The Eazy-E arrowhead? A strange relic from my childhood found while cleaning out my former closet at my parent's house. Where did this come from? I'm figuring it was made around 5th or 6th grade, around the time Tim Grunkemeyer and I stole both Straight Outta Compton and Eazy Duz It from the Salem Mall in Dayton. Along with 2 Live Crew's As Nasty As They Wanna Be we (my gang of nerds) would secretly memorize every word of this trio of tapes during our time together in GATE (gifted and talented education). That's where I'm assuming this leather arrowhead was made, as we would take time out to do native crafts or learn knots and small electronics, ya' know, basic public school stuff. I was enamored with every aspect of hip-hop culture, and would integrate it into any kind of school project or book report (I once rapped about Ohio history over the "Humpty Hump" instrumental in social studies).
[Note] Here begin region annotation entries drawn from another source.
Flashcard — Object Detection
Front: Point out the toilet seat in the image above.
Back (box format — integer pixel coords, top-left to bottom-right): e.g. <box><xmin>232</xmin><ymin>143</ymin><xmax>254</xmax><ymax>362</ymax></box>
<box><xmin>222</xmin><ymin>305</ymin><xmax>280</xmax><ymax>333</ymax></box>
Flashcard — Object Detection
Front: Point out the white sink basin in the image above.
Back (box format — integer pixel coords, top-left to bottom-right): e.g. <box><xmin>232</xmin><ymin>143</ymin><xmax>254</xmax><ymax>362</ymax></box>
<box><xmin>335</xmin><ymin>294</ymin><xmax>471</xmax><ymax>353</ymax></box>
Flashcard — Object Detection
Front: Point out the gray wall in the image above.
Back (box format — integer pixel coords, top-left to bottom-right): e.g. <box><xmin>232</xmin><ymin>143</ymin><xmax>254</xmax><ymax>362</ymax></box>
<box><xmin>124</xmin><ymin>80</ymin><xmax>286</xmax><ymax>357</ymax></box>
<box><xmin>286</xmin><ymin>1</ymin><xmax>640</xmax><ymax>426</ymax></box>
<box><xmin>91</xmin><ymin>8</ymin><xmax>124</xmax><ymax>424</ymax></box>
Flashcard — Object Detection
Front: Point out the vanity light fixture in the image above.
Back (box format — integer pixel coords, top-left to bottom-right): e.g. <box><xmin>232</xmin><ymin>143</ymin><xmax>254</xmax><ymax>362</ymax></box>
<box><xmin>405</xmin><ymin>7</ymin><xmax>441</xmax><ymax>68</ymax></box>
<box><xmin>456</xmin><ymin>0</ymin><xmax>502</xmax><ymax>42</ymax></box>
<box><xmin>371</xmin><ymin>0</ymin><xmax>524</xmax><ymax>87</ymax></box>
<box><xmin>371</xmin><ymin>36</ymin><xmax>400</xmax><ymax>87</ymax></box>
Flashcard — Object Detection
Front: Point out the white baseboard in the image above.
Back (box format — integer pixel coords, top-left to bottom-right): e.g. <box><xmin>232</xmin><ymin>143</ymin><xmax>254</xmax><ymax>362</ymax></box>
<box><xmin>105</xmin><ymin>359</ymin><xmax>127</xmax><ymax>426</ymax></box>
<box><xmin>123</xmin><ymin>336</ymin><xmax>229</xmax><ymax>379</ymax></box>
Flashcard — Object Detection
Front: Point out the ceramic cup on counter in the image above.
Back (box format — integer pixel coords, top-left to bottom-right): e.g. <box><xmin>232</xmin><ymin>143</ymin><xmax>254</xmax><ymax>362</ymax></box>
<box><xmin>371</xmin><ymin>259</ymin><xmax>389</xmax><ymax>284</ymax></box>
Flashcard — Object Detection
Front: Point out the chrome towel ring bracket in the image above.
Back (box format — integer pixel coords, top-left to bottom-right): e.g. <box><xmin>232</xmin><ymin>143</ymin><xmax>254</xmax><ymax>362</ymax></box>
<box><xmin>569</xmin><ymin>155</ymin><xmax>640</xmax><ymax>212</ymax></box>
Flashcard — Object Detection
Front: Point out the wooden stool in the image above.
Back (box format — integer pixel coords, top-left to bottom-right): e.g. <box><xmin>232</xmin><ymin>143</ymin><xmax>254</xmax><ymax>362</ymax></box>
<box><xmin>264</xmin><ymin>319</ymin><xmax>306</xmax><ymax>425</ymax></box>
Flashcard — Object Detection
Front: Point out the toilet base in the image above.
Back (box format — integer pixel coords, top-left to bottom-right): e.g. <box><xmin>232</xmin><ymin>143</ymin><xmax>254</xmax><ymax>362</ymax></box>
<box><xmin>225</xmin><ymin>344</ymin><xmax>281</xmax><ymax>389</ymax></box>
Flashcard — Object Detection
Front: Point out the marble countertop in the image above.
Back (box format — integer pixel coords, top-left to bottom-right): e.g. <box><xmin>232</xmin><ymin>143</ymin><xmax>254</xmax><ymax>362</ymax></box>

Notice though the Indian Swastikas, my color detail, the extra rococo designs. Don't ask me what I planned on doing with such a bauble, I probably wore it once, these days though it would be priceless to a hipster in Williamsburg. Maybe I should sell it on Ebay?....nah. Maybe it unlocks a portal to Eazy's Malt Liquor Cathouse in the heavens? Wishing now I could find the Hip-Hop Trivia board game I developed around the same era.
So...if there's anything you would like to add to my museum of oddities(must be related to music), please send it along.